Depok — Kejaksaan Negeri (Kejari) Depok kembali memusnahkan tumpukan barang bukti dari hasil penanganan 177 perkara pidana sepanjang tahun 2025. Pemusnahan yang digelar pada Rabu, 19 November 2025, ini menjadi bukti konsistensi Kejari Depok dalam menuntaskan proses hukum.
Ini merupakan pemusnahan ketiga yang dilakukan Kejari Depok selama 2025, menandakan bahwa percepatan penanganan perkara berjalan nyata di Kota Depok.

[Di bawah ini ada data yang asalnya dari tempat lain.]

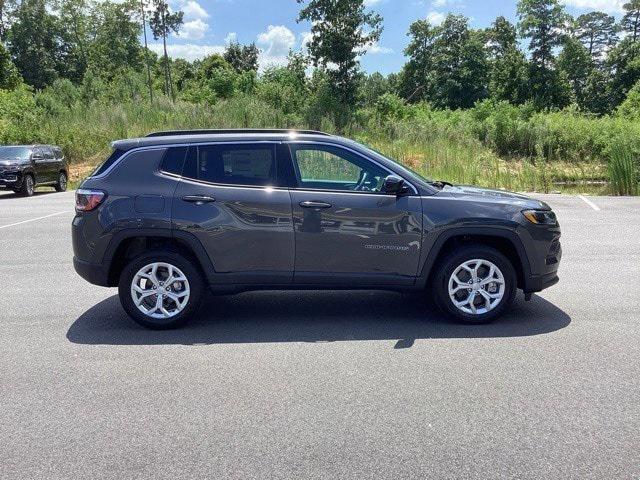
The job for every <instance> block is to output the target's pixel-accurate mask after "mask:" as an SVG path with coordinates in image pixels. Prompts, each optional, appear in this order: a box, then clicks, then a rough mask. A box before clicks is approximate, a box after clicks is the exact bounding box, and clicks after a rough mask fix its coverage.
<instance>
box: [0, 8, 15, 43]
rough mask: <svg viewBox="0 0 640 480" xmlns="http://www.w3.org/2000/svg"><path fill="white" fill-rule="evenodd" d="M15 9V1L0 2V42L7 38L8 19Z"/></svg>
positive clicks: (8, 24) (8, 18) (8, 27)
mask: <svg viewBox="0 0 640 480" xmlns="http://www.w3.org/2000/svg"><path fill="white" fill-rule="evenodd" d="M15 8H16V0H0V40H1V41H4V40H6V38H7V30H8V29H9V19H10V17H11V15H12V14H13V11H14V9H15Z"/></svg>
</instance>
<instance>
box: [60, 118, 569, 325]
mask: <svg viewBox="0 0 640 480" xmlns="http://www.w3.org/2000/svg"><path fill="white" fill-rule="evenodd" d="M76 212H77V214H76V216H75V218H74V220H73V229H72V231H73V249H74V265H75V269H76V271H77V272H78V273H79V274H80V275H81V276H82V277H84V278H85V279H86V280H88V281H89V282H91V283H94V284H96V285H102V286H108V287H116V286H117V287H118V289H119V296H120V300H121V303H122V306H123V308H124V310H125V311H126V312H127V313H128V314H129V315H130V316H131V317H132V318H133V319H134V320H135V321H136V322H138V323H140V324H142V325H144V326H147V327H150V328H170V327H175V326H178V325H180V324H183V323H184V322H185V321H186V320H188V319H189V318H190V317H191V316H193V314H194V312H195V311H196V310H197V308H198V306H199V304H200V301H201V299H202V297H203V295H204V294H205V291H206V290H207V289H210V290H213V292H215V293H234V292H241V291H247V290H256V289H379V290H397V291H419V292H424V294H425V295H430V296H432V297H433V298H434V300H435V303H436V304H437V305H438V306H439V307H440V308H441V309H442V310H443V311H444V312H445V313H447V314H448V315H450V316H452V317H454V318H456V319H458V320H459V321H462V322H467V323H483V322H488V321H490V320H493V319H495V318H496V317H498V316H499V315H501V314H502V313H504V312H505V311H506V310H507V309H508V308H509V305H510V304H511V303H512V301H513V299H514V296H515V294H516V291H517V289H521V290H523V291H524V293H525V297H526V298H529V297H530V296H531V294H532V293H533V292H538V291H540V290H542V289H544V288H546V287H549V286H551V285H553V284H554V283H556V282H557V281H558V276H557V271H558V265H559V262H560V257H561V248H560V227H559V225H558V221H557V219H556V216H555V214H554V213H553V211H551V209H550V208H549V206H548V205H547V204H545V203H544V202H540V201H538V200H534V199H531V198H528V197H526V196H523V195H518V194H514V193H507V192H503V191H497V190H489V189H483V188H475V187H469V186H458V185H451V184H449V183H447V182H442V181H433V180H429V179H426V178H423V177H422V176H421V175H419V174H417V173H415V172H413V171H411V170H410V169H408V168H406V167H404V166H402V165H400V164H398V163H396V162H394V161H393V160H390V159H389V158H387V157H385V156H384V155H381V154H380V153H378V152H376V151H374V150H372V149H370V148H368V147H366V146H363V145H361V144H359V143H356V142H354V141H351V140H348V139H345V138H341V137H337V136H333V135H327V134H324V133H320V132H313V131H283V130H197V131H173V132H160V133H154V134H151V135H149V136H147V137H145V138H136V139H129V140H119V141H116V142H114V143H113V152H112V154H111V156H110V157H109V158H108V159H107V160H106V161H105V162H104V163H103V164H102V165H101V166H99V167H98V168H97V169H96V170H95V172H94V173H93V174H92V175H91V176H90V177H89V178H87V179H86V180H85V181H84V182H83V183H82V185H81V186H80V188H79V189H78V190H77V192H76Z"/></svg>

Kepala Seksi Pemulihan Aset dan Pengelolaan Barang Bukti Kejari Depok, Andi Tri Saputro, mengatakan bahwa barang bukti yang dimusnahkan kali ini didominasi oleh narkotika berbahaya.

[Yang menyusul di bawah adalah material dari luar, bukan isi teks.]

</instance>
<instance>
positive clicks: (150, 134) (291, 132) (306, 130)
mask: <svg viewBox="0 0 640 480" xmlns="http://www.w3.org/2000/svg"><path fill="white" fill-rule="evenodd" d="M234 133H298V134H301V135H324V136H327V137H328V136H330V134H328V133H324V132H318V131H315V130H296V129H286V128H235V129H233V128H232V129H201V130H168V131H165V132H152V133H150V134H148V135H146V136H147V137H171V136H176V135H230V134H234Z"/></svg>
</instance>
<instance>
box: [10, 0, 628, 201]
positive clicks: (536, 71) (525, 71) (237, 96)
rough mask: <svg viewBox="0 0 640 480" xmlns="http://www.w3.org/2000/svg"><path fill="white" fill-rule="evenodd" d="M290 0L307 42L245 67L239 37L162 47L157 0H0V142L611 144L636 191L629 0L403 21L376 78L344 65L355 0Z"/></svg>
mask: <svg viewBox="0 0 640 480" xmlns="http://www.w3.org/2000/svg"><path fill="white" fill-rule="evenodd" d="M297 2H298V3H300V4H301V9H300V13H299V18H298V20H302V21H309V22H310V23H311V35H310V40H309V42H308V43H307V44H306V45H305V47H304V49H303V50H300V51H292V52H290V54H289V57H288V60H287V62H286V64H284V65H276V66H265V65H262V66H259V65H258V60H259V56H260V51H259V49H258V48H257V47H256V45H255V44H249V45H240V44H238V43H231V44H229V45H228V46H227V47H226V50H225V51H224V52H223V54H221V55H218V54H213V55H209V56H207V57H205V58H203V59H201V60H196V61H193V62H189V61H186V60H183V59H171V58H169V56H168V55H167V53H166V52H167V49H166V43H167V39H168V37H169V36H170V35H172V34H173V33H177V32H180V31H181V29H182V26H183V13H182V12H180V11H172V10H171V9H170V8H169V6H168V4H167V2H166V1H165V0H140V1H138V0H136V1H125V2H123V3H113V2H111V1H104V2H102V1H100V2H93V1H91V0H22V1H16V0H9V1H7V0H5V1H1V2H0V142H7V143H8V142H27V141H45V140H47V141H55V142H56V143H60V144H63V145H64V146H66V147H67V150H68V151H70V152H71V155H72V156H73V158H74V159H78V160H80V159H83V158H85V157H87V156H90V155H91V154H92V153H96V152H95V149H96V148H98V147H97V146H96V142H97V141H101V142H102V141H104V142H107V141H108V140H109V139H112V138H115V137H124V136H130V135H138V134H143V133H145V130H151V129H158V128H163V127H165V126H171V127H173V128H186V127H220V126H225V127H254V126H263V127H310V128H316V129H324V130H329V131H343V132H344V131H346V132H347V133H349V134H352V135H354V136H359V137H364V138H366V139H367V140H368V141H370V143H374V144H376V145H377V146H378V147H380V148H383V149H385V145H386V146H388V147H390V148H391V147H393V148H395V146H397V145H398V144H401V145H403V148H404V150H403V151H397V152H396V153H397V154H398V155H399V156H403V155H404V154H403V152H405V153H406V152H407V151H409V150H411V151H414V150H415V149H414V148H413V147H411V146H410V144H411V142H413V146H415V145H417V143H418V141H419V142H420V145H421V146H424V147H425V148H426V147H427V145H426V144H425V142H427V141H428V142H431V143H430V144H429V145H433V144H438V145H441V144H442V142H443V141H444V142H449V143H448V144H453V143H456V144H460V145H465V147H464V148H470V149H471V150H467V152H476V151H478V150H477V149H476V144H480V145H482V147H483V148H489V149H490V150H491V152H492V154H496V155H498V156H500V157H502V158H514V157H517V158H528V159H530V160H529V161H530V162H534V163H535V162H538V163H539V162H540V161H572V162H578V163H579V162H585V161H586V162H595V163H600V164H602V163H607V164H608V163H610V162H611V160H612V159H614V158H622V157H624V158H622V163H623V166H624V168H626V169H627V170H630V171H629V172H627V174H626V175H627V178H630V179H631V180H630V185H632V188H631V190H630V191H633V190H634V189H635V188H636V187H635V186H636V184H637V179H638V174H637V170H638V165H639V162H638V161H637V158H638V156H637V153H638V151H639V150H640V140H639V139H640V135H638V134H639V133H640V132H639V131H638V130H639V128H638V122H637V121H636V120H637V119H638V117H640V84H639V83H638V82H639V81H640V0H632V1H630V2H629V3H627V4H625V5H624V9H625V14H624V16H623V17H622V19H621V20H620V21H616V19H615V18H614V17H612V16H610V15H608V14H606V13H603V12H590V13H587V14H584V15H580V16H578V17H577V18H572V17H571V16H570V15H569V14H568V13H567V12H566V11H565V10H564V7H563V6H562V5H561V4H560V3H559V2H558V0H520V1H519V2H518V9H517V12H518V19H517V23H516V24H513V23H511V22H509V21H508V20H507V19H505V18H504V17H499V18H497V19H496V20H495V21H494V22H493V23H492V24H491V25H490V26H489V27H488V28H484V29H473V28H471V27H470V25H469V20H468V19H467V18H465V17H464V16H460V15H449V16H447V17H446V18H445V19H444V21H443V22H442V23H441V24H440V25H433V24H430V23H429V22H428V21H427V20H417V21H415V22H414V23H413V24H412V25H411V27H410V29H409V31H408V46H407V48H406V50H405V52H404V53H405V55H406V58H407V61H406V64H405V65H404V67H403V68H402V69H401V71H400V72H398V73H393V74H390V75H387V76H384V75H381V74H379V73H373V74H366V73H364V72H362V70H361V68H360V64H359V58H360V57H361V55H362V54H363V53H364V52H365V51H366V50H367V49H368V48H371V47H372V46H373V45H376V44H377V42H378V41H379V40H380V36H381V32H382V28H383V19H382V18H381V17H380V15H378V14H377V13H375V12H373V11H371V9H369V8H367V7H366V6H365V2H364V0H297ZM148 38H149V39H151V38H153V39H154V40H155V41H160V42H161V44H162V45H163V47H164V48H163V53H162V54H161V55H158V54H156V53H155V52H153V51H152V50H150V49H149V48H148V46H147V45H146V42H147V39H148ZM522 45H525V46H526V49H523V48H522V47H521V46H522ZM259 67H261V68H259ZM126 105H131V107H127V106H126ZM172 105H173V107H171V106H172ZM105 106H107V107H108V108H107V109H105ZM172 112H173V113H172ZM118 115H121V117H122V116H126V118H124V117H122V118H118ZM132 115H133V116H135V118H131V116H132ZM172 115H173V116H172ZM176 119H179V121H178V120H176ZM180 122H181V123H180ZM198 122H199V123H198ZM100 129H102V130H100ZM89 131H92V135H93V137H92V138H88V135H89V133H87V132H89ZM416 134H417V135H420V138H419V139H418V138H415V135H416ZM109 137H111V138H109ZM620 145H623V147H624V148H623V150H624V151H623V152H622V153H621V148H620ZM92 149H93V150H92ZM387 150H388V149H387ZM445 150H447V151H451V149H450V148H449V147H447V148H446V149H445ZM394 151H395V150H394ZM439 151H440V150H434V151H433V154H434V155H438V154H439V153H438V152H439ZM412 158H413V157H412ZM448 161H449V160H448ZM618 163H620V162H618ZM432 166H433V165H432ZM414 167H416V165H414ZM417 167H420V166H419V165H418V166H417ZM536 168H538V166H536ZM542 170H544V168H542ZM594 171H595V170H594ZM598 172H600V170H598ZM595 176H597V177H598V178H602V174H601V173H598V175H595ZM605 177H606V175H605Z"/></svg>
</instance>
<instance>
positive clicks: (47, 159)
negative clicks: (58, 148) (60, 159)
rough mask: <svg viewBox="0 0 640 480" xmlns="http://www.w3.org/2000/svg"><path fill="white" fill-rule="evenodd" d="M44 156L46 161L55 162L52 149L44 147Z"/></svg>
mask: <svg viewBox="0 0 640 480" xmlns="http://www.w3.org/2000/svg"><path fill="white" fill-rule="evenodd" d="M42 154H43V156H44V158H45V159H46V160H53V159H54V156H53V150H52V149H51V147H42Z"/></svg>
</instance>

“Pemusnahan barang bukti ini merupakan kegiatan rutin yang kami lakukan setelah perkaranya memiliki kekuatan hukum tetap,” ujar Andi di sela kegiatan.
Dari total perkara yang sudah inkrah, Kejari Depok memusnahkan berbagai barang bukti, khususnya narkotika dengan jumlah yang mengejutkan:
- Ekstasi: 35.400 butir
- Sabu-sabu: 1.500 gram (1,5 kg)
- Ganja: 1.432 gram
- Tembakau sintetis: 999 gram
Selain itu, turut dimusnahkan senjata tajam, pakaian, dan barang bukti lain dari 93 perkara pidana yang telah diputuskan untuk dimusnahkan oleh pengadilan.

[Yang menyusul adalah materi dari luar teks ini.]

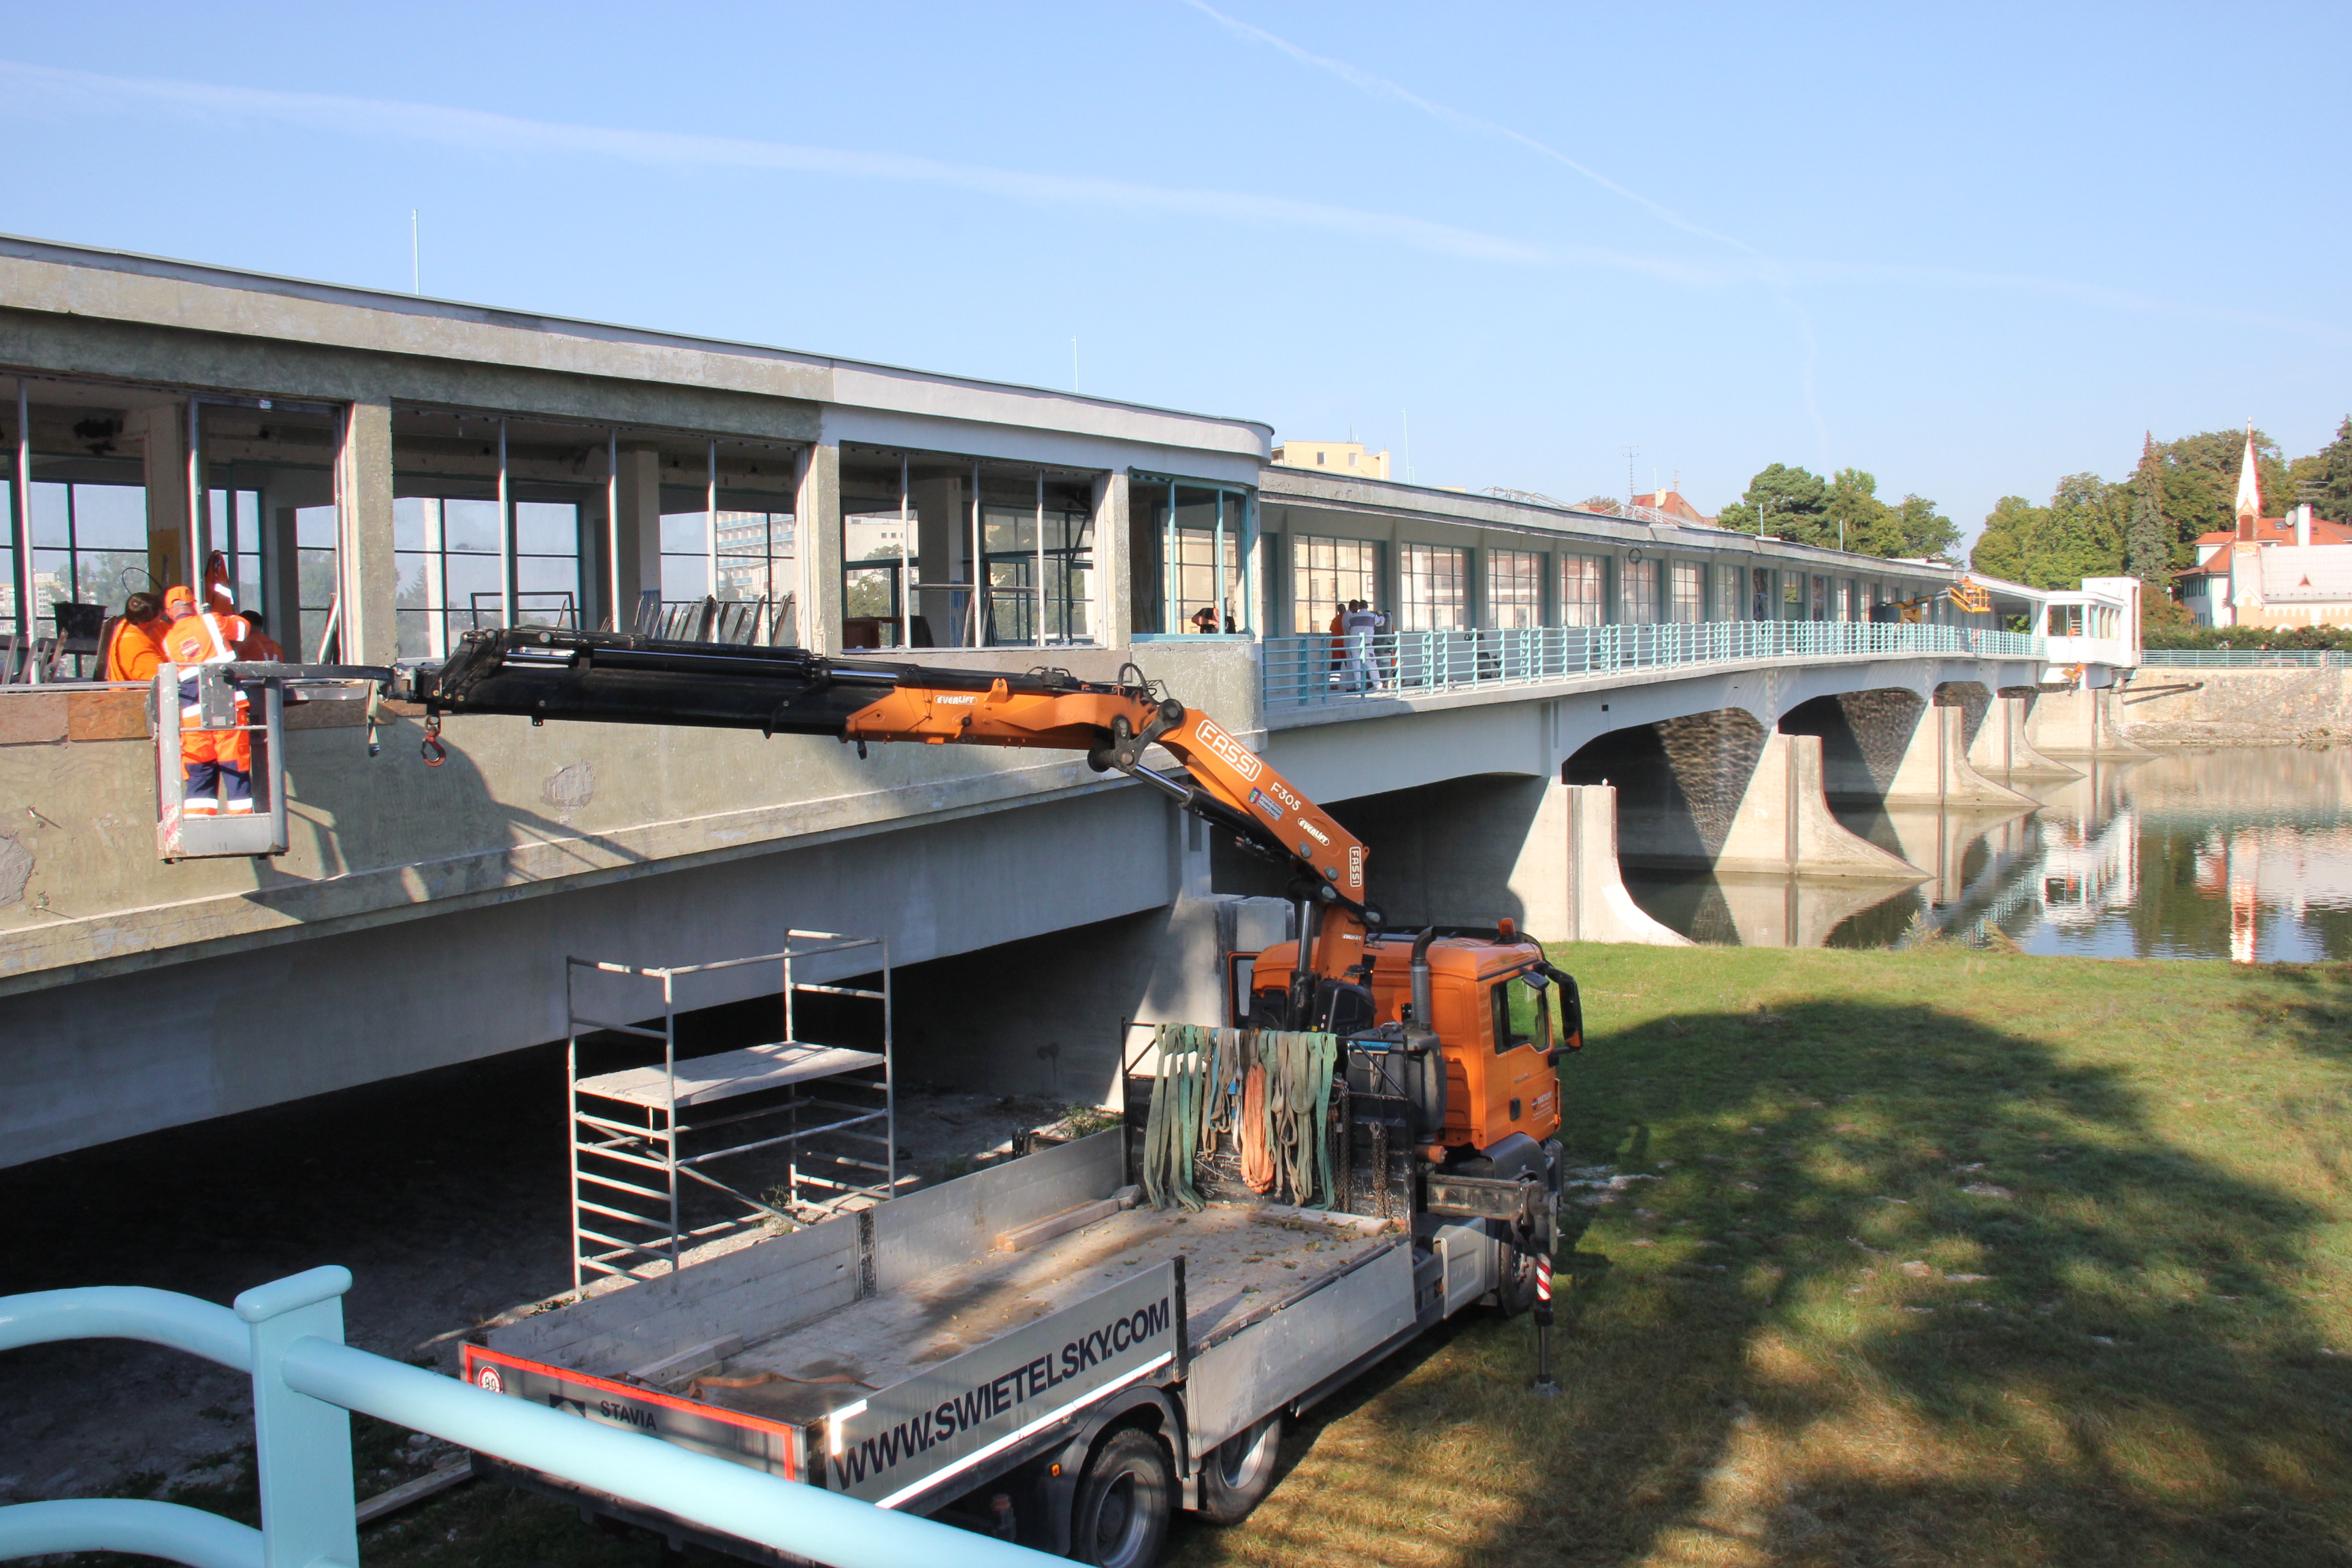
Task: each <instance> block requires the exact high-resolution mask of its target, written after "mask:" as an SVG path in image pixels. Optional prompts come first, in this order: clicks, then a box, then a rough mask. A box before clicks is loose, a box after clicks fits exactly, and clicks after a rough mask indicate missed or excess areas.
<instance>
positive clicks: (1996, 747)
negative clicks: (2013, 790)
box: [1969, 696, 2082, 783]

Pemusnahan ini turut disaksikan oleh perwakilan:
- Polres Metro Depok
- Pengadilan Negeri Depok
- Pejabat internal Kejari Depok
Kejari Depok menegaskan bahwa pemusnahan ini bukan sekadar seremoni. Tindakan tersebut merupakan langkah tegas untuk memastikan barang bukti, terutama narkotika, tidak pernah kembali beredar dan mengancam masyarakat Depok.
Barang bukti dimusnahkan melalui metode penghancuran yang telah ditetapkan, sehingga tidak dapat digunakan kembali maupun disalahgunakan di kemudian hari.
Dengan pemusnahan barang bukti ini, Kejari Depok menegaskan komitmennya dalam perang melawan narkotika dan memastikan setiap perkara dituntaskan hingga tahap akhir.